Best sound at Stereophile show.


I got to rate the Dynaudio room as the best sounding Room. They used the Dynaudio C4 speakers which listed for 16,000. All I can say is, they sounded incredible. They sound very smooth with an amazing soundstage. Bass was really good.

I also liked the Gamut Room. Gamut used probably the largest Amp I'v ever seen. The Amp weighed 400 pounds. Speakers were the Pipedreams with the Gamut CD Player. The system sounded very 3 dimentional with a good bass response. I also got to thank Ole Lund Christensen. He's the designer of Gamut. He played by far the best music. He played upbeat classical, where you could judge the midrange and bass of the speakers. He also played brick in the wall by Pink Floyd. I felt to many rooms played to much Jazz and violin music, where you just couldn't judge the speakers. Also, Ole played what ever CD you gave him.

I also loved the Wilson Watt Puppies 7. What totally amazed me. Wilson played alot of the time, the Watt Puppies 7 with the massive Wilson Sub. I thought that Sub would totally boom up the bass on the Watt Puppies. But it was the exact opposite. The Wilson Sub blended in so perfectly with the Wilson Watt Puppy 7 speakers.

I also liked the Tact room. They had those new Tact speakers that must have been 7 feet tall. They sounded great.

Most amazing home theater performance had to be in the Audio Video Creations room. They used a Pioneer 50 inch Plasma TV. Krell multichannel Amps, Krell Preamp processor, Krell DVD Player, Piega speakers and Piega Sub. They played clips from Jurassic Park and Matrix. Holy Moley did this system sound unbelievable. It was so incredible sounding.

Another thing that really impressed me. In the NAD room, one of the people there downloaded a Jewel peformance from the Jay Leno show on High Definition TV. They downloaded the Jewel performance to a hard drive, then transferred it to a DVD recorder. This picture quality was amazing. It was so perfect the picture.

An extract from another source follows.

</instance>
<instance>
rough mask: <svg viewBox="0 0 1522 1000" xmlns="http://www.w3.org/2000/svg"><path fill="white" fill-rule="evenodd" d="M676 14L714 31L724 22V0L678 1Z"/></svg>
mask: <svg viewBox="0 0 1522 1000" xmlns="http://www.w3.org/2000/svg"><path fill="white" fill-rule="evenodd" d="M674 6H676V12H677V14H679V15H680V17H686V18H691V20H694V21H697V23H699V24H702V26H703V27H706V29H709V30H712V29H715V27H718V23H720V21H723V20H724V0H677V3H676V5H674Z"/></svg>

I also really liked this Antique Sound Headphone Amp with Senheiser headphones. It listed for 1200 dollars. You could also used this as a preamp. The Antique Headphone Amp used 2A3 Tubes. It sounded so perfect and could go very loud without breaking up. Plus it had that nice tube sound.

Also alot of the designers were really nice. I mentioned Ole. Al from Dynaudio, Mark O'brien from Rougue Audio, Dale Fontenot from Roman Audio speakers, Alan Yun from Silverline, Tash Goka from Divergent technologies and Gilbert Young from Blue Circle were really good guys.
twilo
Carl, I agree, I thought that was the best sound I heard. A too-brief and tightly controlled demo, unfortunately. For the size of the those speakers, what impressed me most was how lifelike and natural and engaging the solo piano sounded.

Man, there sure was a lot of dCS gear at this show!
Plato, My two friends and I were at the show together and agree with you. We kept returning to the MBL room. The MBL speakers continue to have problems with bass integration every time I hear them. The bass isn't up to the rest of the system. Perhaps that because what's up from there is in a class of it's own? Despite this we found the sound easy and natural with no sense of impending fatigue. My favorite room just ahead of TacT. Marakanetz, I can only say that we must have very!!! different biases as we don't seem to agree on much.
Ears are so damn different but some electronics/speakers can please the largest ear crowd, some of them are controversal like MBL! To me(not to offend anyone here) MBL reproduced the worst I've ever heard listening Ozzy Ozbourne; LedZep's Rock-n-Roll wasn't forwarded enough and dynamics were backed up big time. Along with that I've heard just pure screaming. The bass reproduction was only successful on Rap. I was not too impressed from Pipe Dreams rather than being impressed from Gamut electronics.
Interesting, when we were at the MBL room we heard mostly acoustic music, blues and classical. The people running the demonstration were kind enough to let the system speak for itself without interupting with a lot of sales chatter. The audience was politely silent and obviously reveling in the sound.
I cannot say that I listen to only the hard rock or overdriven guitars but in my opinion if the speakers can't follow the rock guitar slams(i.e. slow) won't suit the music that I listen to. MBL in these terms are handycapped pedestrians. I like "BMW" type better. And indeed maybe for blues it's good enough to be a pedestrian but not for 300 drum hits per minute rhythms! The demo guys were always taking proposals from the listeners(which is nice) but I've never found anything I've asked to play sound right.
MBL transport/dac with different speakers/amps(dyna??/Plinius 8200) I've heard much more successfull and probably 10x cheaper.